Skolnik: COVID Briefing Note #4 – Los Alamos Faces The Highest Case Counts Ever

Editor’s Note: This is the fourth in a series of COVID-19 Updates by Richard Skolnik that appear bi-weekly in the Los Alamos Daily Post. These are meant to keep the community informed on the status of the pandemic, critical new findings on the pandemic, and what this information suggests for our community’s response to COVID-19. These updates complement the data that Eli Ben-Naim prepares for the Post. Unless otherwise noted, data is from the New York Times and the New Mexico Department of Health.

Pandemic Data and Trends – For the Week Ending Oct. 18, 2021

In the US, cases declined by 20%, hospitalizations by 19%, and deaths by 11% over the last two weeks. The daily average of new cases in the US over the last week was about 83,000, with a daily average rate of 25 cases per 100,000. Cases are declining in the South but rising in a number of states.

Over the last two weeks, the daily average of news cases rose in New Mexico by 39%. Hospitalizations declined by 3% but deaths rose by 24%. The daily average number of cases over the last week was 956, with a rate of 46 per 100,000. Almost 72% of all New Mexicans over age 18 have been fully vaccinated.

Los Alamos had a daily average over the last week of about 8 cases and a rate of 43 per 100,000 population. This is the highest rate of new cases in Los Alamos since the pandemic began in early 2020 and was an increase of 123% over the last two weeks. The age distribution of new cases (thanks to Eli Ben-Naim) is shown in the graphic below. Almost 90% of the adults over 18 in Los Alamos have been fully vaccinated.

Important Pandemic Information

New Mexico hospitals are now operating under Crisis Standards of Care, a framework for rationing care.

New Mexico is providing Pfizer boosters to eligible people.

It appears that the FDA Advisory group will recommend boosters for certain people who got Moderna and all people who got J&J. It looks like they will also recommend approval of “mixing and matching” of vaccines. Additional approvals by CDC are still required before implementation.
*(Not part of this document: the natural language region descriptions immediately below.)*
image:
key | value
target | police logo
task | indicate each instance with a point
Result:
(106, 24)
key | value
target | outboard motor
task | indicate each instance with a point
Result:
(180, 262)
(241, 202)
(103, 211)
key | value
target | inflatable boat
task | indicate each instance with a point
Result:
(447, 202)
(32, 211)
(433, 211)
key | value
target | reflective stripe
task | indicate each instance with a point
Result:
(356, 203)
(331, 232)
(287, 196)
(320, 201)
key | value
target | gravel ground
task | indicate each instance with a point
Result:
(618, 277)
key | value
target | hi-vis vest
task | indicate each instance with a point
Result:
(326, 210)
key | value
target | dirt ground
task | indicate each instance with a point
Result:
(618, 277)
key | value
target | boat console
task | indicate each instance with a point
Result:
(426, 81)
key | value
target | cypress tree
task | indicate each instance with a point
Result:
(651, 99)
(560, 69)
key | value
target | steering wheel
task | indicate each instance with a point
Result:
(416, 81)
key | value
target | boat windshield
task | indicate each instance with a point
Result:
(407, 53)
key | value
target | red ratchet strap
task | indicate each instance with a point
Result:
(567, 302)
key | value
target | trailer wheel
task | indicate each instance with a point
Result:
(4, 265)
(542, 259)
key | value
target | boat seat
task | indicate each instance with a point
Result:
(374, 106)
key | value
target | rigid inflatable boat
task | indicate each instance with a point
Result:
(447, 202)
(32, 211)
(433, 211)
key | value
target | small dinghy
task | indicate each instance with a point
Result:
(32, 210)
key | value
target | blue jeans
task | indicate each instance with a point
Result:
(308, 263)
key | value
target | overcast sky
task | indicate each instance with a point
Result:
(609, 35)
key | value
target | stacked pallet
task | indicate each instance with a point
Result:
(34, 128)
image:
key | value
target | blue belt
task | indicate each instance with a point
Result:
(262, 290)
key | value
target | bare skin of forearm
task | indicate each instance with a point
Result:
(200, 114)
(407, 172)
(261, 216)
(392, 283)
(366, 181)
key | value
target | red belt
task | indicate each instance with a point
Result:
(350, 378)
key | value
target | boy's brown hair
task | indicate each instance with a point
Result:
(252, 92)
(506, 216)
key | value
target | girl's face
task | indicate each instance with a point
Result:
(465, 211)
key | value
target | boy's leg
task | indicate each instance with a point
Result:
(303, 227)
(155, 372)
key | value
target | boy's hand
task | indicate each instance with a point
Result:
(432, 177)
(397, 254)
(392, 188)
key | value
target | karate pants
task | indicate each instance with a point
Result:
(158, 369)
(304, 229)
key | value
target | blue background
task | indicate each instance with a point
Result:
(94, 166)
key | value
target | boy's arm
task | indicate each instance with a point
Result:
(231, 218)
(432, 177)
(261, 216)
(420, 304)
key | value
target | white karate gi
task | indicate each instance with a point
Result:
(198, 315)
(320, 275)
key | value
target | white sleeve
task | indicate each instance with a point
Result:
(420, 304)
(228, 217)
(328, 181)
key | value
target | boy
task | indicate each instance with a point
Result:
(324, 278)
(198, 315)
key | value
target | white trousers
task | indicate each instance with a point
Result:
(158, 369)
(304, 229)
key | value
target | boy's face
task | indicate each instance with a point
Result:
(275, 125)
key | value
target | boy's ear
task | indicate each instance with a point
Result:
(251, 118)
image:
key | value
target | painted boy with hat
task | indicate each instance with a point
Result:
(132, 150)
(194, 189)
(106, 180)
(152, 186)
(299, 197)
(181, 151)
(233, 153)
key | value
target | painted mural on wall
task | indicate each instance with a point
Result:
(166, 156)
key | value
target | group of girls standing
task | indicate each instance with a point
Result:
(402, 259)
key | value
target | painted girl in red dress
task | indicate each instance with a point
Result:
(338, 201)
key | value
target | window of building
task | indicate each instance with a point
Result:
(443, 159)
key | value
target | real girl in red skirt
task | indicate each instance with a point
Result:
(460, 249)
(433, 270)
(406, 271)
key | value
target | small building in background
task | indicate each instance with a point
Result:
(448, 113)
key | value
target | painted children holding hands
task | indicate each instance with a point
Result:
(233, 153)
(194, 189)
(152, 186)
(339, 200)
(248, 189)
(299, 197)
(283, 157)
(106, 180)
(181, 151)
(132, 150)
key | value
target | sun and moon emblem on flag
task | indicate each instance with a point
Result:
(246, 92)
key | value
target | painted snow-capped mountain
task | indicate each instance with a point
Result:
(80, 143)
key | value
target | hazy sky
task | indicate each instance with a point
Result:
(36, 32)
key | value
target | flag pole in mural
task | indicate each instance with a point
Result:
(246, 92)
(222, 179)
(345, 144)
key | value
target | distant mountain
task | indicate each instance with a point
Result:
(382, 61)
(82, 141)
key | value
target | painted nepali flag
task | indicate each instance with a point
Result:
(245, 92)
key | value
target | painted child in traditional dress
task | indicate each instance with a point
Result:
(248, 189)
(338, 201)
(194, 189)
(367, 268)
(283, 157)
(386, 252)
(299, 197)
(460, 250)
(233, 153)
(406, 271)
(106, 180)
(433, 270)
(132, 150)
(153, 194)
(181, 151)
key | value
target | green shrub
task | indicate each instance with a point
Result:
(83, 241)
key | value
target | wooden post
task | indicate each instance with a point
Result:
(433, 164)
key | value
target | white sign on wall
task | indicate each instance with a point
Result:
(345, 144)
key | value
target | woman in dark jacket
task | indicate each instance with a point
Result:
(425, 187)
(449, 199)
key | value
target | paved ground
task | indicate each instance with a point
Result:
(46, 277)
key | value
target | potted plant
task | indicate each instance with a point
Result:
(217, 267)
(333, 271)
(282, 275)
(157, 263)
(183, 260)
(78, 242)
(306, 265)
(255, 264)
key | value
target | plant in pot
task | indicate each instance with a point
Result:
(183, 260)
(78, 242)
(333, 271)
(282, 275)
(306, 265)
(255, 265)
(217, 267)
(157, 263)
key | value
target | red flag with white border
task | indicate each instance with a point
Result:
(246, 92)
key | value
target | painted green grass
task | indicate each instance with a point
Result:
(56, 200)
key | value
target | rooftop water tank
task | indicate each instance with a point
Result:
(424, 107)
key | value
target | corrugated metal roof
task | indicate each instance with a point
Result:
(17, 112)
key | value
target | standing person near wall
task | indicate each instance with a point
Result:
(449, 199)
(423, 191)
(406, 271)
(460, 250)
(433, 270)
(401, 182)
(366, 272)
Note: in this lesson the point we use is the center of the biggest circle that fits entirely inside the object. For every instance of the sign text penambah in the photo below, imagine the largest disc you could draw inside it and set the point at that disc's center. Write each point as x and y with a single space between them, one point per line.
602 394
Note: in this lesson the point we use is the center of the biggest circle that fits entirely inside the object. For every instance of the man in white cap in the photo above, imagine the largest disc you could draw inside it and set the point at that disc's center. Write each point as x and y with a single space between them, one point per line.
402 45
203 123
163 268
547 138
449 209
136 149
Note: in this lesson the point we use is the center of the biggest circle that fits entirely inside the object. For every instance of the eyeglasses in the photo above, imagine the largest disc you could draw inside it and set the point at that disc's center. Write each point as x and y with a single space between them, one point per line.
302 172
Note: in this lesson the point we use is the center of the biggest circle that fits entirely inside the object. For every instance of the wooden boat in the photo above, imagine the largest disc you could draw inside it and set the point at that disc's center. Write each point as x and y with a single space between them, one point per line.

The FDA will consider on October 26 a request from Pfizer for emergency use authorization of vaccines for ages 5-11.

Cases among children in the states that report continued to decline. Over 5,000 children in the US have suffered multi-system inflammatory syndrome.

If you are unvaccinated in NM, your risk of being infected, hospitalized, and dying is 4.8 times, 7.2 times, and 10.7 times greater than if you are vaccinated.

All active-duty staff at LANL are now fully vaccinated or on the path to full vaccination.

What Do We Need to Do in Los Alamos?

The pandemic is not behind us. Rather, our rate of new cases is the highest it has been since the pandemic began. Moreover, our young children will remain unvaccinated for some time and at risk of infection and of bringing infections to others. Until boosted, many of our adults also have waning immunity to the virus.

We need as a community to do what we can to get rates of new infections back down to the low level that they were at for some time. Getting there will require continued and consistent implementation of our school and community mitigation efforts.

It will also require, among other things:

  • Explicit efforts by community leaders to bring us together in this effort. This is a normal part of such efforts everywhere in the world but has been almost absent in Los Alamos.
  • Urgently improving our understanding of the outbreak, on which we have largely been “flying blind.” LAPS has done extensive contact tracing. However, LAPS deals with only a share of our total cases. It appears that no one at the state or the county level has made an effort to examine the recent outbreak, draw conclusions about spread, help us refine our approach to mitigation, and speak clearly to the community about what is going on and what needs to be done about it. The community’s lack of knowledge of the outbreak fuels rumors about how the virus is spreading, rather than a common and evidence-based understanding of what we face.
  • Being very careful about community events, lest they become opportunities for viral spread. We have greatly increased the number of such events lately, despite the fact that our case counts have been increasing.
  • Rigorously engaging in quarantine and isolation when you are asked to do so. Quarantine and isolation are not “fun.” However, the failure to engage in them properly, even by a small number of people or families, can lead to infections, hospitalization, deaths, school closings, rationing of hospital care, and continued blows to the local economy.

Editor’s Note: Richard Skolnik is the former regional director for health for South Asia at the World Bank. He was the director of an AIDS treatment program for Harvard and taught Global Health at the George Washington University and Yale. He is the author of Global Health 101 and the instructor for Yale/Coursera’s Essentials of Global Health. Skolnik has written this article in his personal capacity.